Dans ce contexte, la place de jeux, espace de rencontre intergénérationnel, devient pour la Ville un véritable cheval de Troie de différentes politiques urbaines, voire un moyen de défendre la population contre tous les fléaux contemporains. «Consciente des multiples enjeux liés à l’aménagement d’espaces collectifs de proximité, la Municipalité a développé une véritable politique publique transversale des places de jeux, qui touche à de nombreuses autres politiques, comme la santé (prévention de l’obésité, des maladies cardio-vasculaires, développement psychomoteur des enfants, lutte contre la prédominance des activités d’écran), la famille, les quartiers ou l’urbanisme», indique le préavis. Peu à peu se superposent aux impératifs de base (sécurité et qualités ludiques) des critères complexes, qu’ils soient culturels (patrimoine construit), écologiques, sociaux, économiques…
Plus de 70 projets de places de jeux, entre rénovations et créations, ont été réalisés au cours des quinze dernières années par la Ville de Lausanne, qui agit à la fois comme maître d’ouvrage, architecte (paysagiste), constructeur et concierge de ces lieux. Cette stratégie a permis à la Commune de développer une politique cohérente, systématique et équitable sur son territoire, en revalorisant les quartiers de l’intérieur. Pourtant, si les qualités de ces nouvelles places de jeux sont indéniables, une sensation de déjà-vu se répand lorsqu’on les arpente. Une forme de généricité s’en dégage – la faute peut-être au nombre très restreint d’acteurs qui prennent part à leur conception. Comme Aldo van Eyck, Group Ludic à l’époque ou encore En-Dehors aujourd’hui (lire entretien avec les associés Arnaud Michelet et Romain Legros), les playgrounds méritent que les architectes se prennent au jeu.
Pour poursuivre votre lecture: The Playground project: activité ludique en milieu urbain – vagues et ressacs
Notes
1. Höfflin Peter et Baldo Blinkert (2016): Espace de liberté pour les enfants. Résultats d’une enquête menée dans le cadre de la campagne «Espaces de liberté» de la Fondation Pro Juventute. Éditeur: Fondation Pro Juventute, Zurich.
2. Tim Gill, Urban Playground: How Child-Friendly Planning and Design Can Save Cities, RIBA Publishing, 2021. Tim Gill y présente une étude menée par David Derbyshire, «How children lost the right to roam in four generations», Daily Mail, 15.06.2007.
3. Bulletin du Conseil communal, Ville de Lausanne, 1985, Tome 2, pp. 2132
4. Le découpage historique proposé dans cet article repose sur les préavis n° 178 du 5 octobre 2000, n° 2012/52, n° 2017/26 et n° 2021/16.
5. Qualités naturelles: «les jeux en bois et les revêtements naturels et locaux tels que copeaux, gravier ou sable sont privilégiés pour offrir des expériences sensorielles riches et variées.
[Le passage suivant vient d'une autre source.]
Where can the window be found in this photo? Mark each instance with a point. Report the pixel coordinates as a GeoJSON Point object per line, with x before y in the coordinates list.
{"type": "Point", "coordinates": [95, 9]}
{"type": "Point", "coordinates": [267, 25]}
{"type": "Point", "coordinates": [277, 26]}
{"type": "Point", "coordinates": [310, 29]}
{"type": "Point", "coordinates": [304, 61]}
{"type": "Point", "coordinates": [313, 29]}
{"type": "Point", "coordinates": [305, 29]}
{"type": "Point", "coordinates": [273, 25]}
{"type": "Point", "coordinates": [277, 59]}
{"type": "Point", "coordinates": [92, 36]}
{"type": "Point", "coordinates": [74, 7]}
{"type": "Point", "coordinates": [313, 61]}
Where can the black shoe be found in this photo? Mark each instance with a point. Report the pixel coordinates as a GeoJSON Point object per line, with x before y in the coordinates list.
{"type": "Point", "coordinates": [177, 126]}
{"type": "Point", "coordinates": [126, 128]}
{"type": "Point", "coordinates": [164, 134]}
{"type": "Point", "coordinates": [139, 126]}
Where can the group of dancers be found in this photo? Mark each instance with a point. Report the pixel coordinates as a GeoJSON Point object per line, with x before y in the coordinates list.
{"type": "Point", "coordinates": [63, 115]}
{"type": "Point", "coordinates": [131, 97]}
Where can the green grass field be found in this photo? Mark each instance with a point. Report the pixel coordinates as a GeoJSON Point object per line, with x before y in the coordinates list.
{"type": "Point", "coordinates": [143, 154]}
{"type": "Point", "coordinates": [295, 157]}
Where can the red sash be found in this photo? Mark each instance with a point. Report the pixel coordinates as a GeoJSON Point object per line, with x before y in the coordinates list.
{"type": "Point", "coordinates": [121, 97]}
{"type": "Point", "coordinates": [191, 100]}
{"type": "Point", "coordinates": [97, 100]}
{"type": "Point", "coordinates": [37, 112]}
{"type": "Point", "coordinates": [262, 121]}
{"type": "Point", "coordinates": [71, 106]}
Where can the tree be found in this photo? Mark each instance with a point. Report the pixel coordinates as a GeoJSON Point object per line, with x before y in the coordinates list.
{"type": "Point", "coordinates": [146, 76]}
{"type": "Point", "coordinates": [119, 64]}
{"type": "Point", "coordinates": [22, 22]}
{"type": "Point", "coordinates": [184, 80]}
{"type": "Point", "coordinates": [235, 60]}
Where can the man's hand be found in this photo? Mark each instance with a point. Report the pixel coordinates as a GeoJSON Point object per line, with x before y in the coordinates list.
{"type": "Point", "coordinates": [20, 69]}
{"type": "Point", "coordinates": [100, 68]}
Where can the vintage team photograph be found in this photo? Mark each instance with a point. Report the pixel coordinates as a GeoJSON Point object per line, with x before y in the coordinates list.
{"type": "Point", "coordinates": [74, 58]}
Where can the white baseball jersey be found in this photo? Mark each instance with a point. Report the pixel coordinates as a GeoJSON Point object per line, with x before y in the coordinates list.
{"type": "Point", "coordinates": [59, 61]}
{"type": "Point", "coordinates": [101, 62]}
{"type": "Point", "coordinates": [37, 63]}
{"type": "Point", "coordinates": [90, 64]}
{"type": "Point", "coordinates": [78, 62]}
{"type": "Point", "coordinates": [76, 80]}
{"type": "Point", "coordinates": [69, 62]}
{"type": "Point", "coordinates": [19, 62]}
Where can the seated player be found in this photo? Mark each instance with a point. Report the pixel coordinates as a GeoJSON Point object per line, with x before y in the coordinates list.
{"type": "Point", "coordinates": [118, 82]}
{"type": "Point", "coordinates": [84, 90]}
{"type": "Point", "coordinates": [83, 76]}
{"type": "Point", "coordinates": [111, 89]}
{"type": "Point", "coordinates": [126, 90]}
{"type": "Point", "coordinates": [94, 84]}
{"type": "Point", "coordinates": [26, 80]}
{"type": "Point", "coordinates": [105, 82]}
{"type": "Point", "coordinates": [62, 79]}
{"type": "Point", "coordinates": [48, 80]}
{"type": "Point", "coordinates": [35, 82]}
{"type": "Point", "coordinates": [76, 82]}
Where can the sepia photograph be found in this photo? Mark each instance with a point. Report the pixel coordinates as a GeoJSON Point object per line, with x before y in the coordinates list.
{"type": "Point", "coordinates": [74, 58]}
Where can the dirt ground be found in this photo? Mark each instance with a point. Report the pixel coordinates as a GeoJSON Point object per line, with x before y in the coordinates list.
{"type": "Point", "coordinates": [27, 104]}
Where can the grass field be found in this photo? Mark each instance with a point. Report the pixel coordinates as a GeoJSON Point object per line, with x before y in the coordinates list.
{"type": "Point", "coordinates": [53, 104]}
Une attention particulière est apportée à une intégration paysagère soignée et à des plantations généreuses dans le but de verdir la ville et lutter contre le réchauffement climatique.»
Approche inclusive: «dans la mesure du possible, les places de jeux sont conçues de façon inclusive de manière à offrir, pour toutes et tous – en situation de handicap, à mobilité réduite, etc. – un accès facilité aux espaces et aux installations.»
Approche sensible au genre: «les places de jeux sont conçues de manière à offrir des espaces plus égalitaires pour favoriser de nouveaux usages, avec des jeux diversifiés, appropriables par toutes et tous.»